Capita dopo uno spavento improvviso, un pasto frettoloso, una bevanda troppo fredda. Ma non sempre se ne va in pochi minuti.

Perché succede
«Il singhiozzo è prodotto da una contrazione anomala dell’esofago, che si muove dal basso verso l’alto, cioè nel senso opposto a quello della deglutizione» spiega Alessandro Repici, responsabile di Endoscopia digestiva del dipartimento di gastroenterologia presso l’Istituto clinico Humanitas di Milano. «Tutto ciò è scatenato dagli spasmi involontari del diaframma, il muscolo che controlla la respirazione. Che cosa ci sia alla base di questa attività, però, nessuno lo sa».

Che cosa fare
«Di solito il singhiozzo scompare» dice il medico. «Altrimenti si può provare con i rimedi di sempre: per esempio bere dell’acqua a piccoli sorsi, in modo da contrastare le contrazioni dell’esofago. Oppure respirare profondamente per poi trattenere l’aria qualche secondo, così da distendere il tubo digerente. Solo quando non passa (ma accade in un caso su 10.000), si ricorre a farmaci miorilassanti o sedativi».

La luce è spenta già da un po’. Ma quando finalmente si sta per sprofondare nel sonno, il corpo ha un forte sussulto. E ci si sveglia.

Perché succede
«In medicina, questi sobbalzi si chiamano mioclonie dell’addormentamento. Si tratta di contrazioni muscolari improvvise e involontarie, che avvengono nella fase di passaggio dalla veglia al sonno, quando il cervello poco alla volta perde il controllo del corpo» dice Marco Zucconi, neurologo del Centro di medicina del sonno dell’Ospedale San Raffaele Turro di Milano. «Sono fastidiose soprattutto per chi si addormenta sul fianco, perché rischia di perdere l’equilibrio e di svegliarsi di soprassalto».

Che cosa fare
Quando capita la prima volta ci si spaventa e ci si preoccupa. «Se le mioclonie dell’addormentamento accadono una volta ogni tanto, soprattutto quando si è molto stanchi, non bisogna pensare che si tratti di qualcosa di serio» assicura Marco Zucconi. «A meno che i sobbalzi non diventino così violenti e ripetuti da impedire di prendere sonno. In questo caso, è bene parlarne con un medico. Una cosa è certa: gli stati d’ansia e di stress possono aggravare questo piccolo disturbo».

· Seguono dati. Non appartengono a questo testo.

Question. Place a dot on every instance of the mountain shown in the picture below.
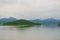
(47, 21)
(21, 22)
(4, 20)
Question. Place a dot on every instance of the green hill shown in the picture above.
(21, 22)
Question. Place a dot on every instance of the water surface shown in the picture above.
(32, 33)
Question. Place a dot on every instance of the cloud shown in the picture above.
(29, 9)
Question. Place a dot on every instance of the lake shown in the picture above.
(32, 33)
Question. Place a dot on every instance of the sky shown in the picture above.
(30, 9)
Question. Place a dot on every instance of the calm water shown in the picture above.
(33, 33)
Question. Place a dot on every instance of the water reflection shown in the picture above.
(31, 33)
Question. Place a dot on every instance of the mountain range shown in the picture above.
(45, 21)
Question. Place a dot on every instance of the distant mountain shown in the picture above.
(21, 22)
(58, 24)
(47, 21)
(4, 20)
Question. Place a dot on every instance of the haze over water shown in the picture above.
(32, 33)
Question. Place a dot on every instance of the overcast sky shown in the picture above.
(30, 9)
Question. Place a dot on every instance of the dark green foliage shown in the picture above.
(21, 22)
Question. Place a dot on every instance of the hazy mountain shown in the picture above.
(21, 22)
(4, 20)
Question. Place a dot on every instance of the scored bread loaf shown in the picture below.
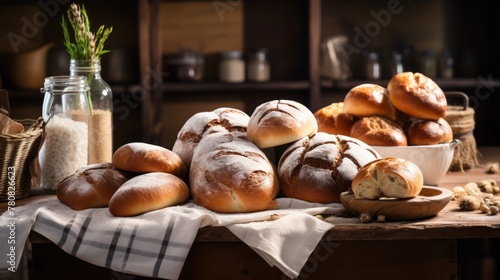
(417, 95)
(91, 186)
(388, 177)
(219, 120)
(278, 122)
(148, 192)
(318, 168)
(378, 131)
(229, 174)
(334, 120)
(368, 100)
(143, 158)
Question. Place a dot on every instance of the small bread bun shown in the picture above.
(367, 100)
(222, 119)
(318, 168)
(148, 192)
(428, 132)
(417, 95)
(388, 177)
(91, 186)
(143, 158)
(378, 131)
(229, 174)
(280, 122)
(334, 120)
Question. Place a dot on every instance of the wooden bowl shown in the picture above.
(428, 203)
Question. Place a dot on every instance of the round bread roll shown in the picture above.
(148, 192)
(417, 95)
(368, 100)
(334, 120)
(428, 132)
(378, 131)
(91, 186)
(278, 122)
(388, 177)
(143, 158)
(229, 174)
(219, 120)
(320, 167)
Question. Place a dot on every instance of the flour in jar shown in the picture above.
(63, 152)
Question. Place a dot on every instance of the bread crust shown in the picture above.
(379, 131)
(388, 177)
(417, 95)
(367, 100)
(280, 122)
(318, 168)
(334, 120)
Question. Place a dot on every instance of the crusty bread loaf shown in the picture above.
(318, 168)
(334, 120)
(368, 100)
(148, 192)
(219, 120)
(143, 158)
(428, 132)
(378, 131)
(417, 95)
(388, 177)
(91, 186)
(280, 122)
(229, 174)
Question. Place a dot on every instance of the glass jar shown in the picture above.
(232, 67)
(66, 113)
(100, 97)
(259, 69)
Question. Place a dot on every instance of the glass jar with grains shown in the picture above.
(66, 113)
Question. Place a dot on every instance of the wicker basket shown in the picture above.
(17, 154)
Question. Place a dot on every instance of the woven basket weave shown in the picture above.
(17, 152)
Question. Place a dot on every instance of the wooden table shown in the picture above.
(452, 245)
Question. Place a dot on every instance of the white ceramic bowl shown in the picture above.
(433, 160)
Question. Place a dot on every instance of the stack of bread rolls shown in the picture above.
(409, 111)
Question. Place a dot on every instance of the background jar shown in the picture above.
(259, 69)
(232, 67)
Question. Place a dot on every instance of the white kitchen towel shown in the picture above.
(156, 244)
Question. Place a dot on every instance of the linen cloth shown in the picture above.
(156, 244)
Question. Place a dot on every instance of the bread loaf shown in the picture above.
(229, 174)
(143, 158)
(388, 177)
(280, 122)
(428, 132)
(91, 186)
(148, 192)
(334, 120)
(417, 95)
(368, 100)
(318, 168)
(378, 131)
(219, 120)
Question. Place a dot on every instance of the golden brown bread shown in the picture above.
(230, 174)
(318, 168)
(388, 177)
(368, 100)
(334, 120)
(378, 131)
(143, 158)
(428, 132)
(148, 192)
(417, 95)
(91, 186)
(280, 122)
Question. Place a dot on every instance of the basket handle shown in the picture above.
(459, 94)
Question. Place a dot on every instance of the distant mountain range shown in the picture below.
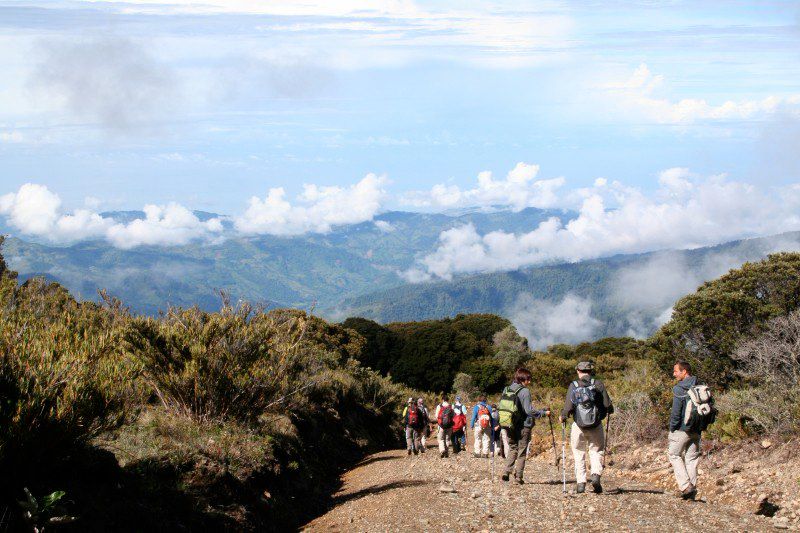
(310, 270)
(354, 271)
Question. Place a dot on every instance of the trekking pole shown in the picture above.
(564, 457)
(553, 437)
(605, 440)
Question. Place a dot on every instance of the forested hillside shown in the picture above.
(626, 294)
(302, 271)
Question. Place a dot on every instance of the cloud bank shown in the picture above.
(685, 212)
(318, 208)
(36, 211)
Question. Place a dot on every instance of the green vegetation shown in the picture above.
(428, 355)
(193, 419)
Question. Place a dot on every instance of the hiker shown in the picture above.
(459, 429)
(588, 403)
(413, 419)
(692, 412)
(444, 418)
(460, 432)
(517, 420)
(497, 437)
(481, 424)
(426, 430)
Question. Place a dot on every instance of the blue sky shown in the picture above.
(117, 105)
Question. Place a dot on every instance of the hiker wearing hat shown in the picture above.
(516, 420)
(588, 403)
(426, 429)
(414, 421)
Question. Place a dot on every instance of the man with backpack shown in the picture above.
(692, 412)
(516, 419)
(426, 428)
(481, 424)
(414, 421)
(459, 428)
(589, 404)
(460, 431)
(444, 418)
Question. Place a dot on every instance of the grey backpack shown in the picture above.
(584, 398)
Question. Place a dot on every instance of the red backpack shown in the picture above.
(413, 417)
(459, 421)
(445, 417)
(484, 416)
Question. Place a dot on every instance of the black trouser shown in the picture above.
(518, 439)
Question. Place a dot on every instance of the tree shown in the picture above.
(708, 325)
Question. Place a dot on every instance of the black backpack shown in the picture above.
(587, 407)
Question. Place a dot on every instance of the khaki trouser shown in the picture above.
(580, 439)
(482, 438)
(684, 454)
(444, 437)
(517, 448)
(412, 438)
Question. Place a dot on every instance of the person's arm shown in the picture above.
(677, 409)
(606, 398)
(569, 408)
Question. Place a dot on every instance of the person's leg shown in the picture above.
(525, 437)
(578, 444)
(692, 457)
(511, 451)
(678, 441)
(596, 440)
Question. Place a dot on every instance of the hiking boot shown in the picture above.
(596, 486)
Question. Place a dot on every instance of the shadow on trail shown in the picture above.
(376, 489)
(622, 490)
(373, 459)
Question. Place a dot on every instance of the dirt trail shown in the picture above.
(390, 491)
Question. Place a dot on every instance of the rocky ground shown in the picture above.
(390, 491)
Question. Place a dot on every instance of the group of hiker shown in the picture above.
(505, 428)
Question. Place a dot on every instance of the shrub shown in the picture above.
(63, 377)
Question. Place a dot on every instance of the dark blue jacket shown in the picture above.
(680, 395)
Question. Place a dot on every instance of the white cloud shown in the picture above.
(319, 208)
(36, 211)
(637, 94)
(701, 212)
(545, 323)
(384, 226)
(519, 189)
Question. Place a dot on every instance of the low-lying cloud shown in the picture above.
(685, 212)
(317, 209)
(545, 323)
(519, 189)
(36, 211)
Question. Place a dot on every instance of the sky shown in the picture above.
(295, 116)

Sembra di sentire il ronzio di un insetto o un fischio. Ma questi suoni, chiamati acufeni, in realtà sono solo all’interno dell’orecchio.

Perché succede
«Il catarro, che a volte infiamma la tuba di Eustachio, può creare delle distorsioni acustiche» spiega Claudio Lambertoni, specialista in Otorinolaringoiatria e patologie cervico facciali della clinica Quisisana a Roma. Ma non è l’unica causa possibile. «Lo stesso disturbo può manifestarsi se l’occlusione della mandibola non è perfetta, magari per colpa di una contrattura dei muscoli masticatori. O quando una piccola alterazione del flusso sanguigno nei capillari oppure uno squilibrio nei liquidi del labirinto interferiscono con l’attività delle cellule acustiche».

Che cosa fare
«Quasi sempre gli acufeni sono innocui e passano dopo pochi giorni» dice l’otorino. «Se durano più di due o tre settimane è il caso di rivolgersi a uno specialista che, oltre a esplorare l’orecchio, farà degli esami specifici. Per esempio l’audiometria e l’impedenziometria, che valutano la quantità e la qualità dell’udito. C’è comunque una buona notizia: anche se persiste a lungo, il disturbo sparisce senza alcuna terapia entro un mese o due».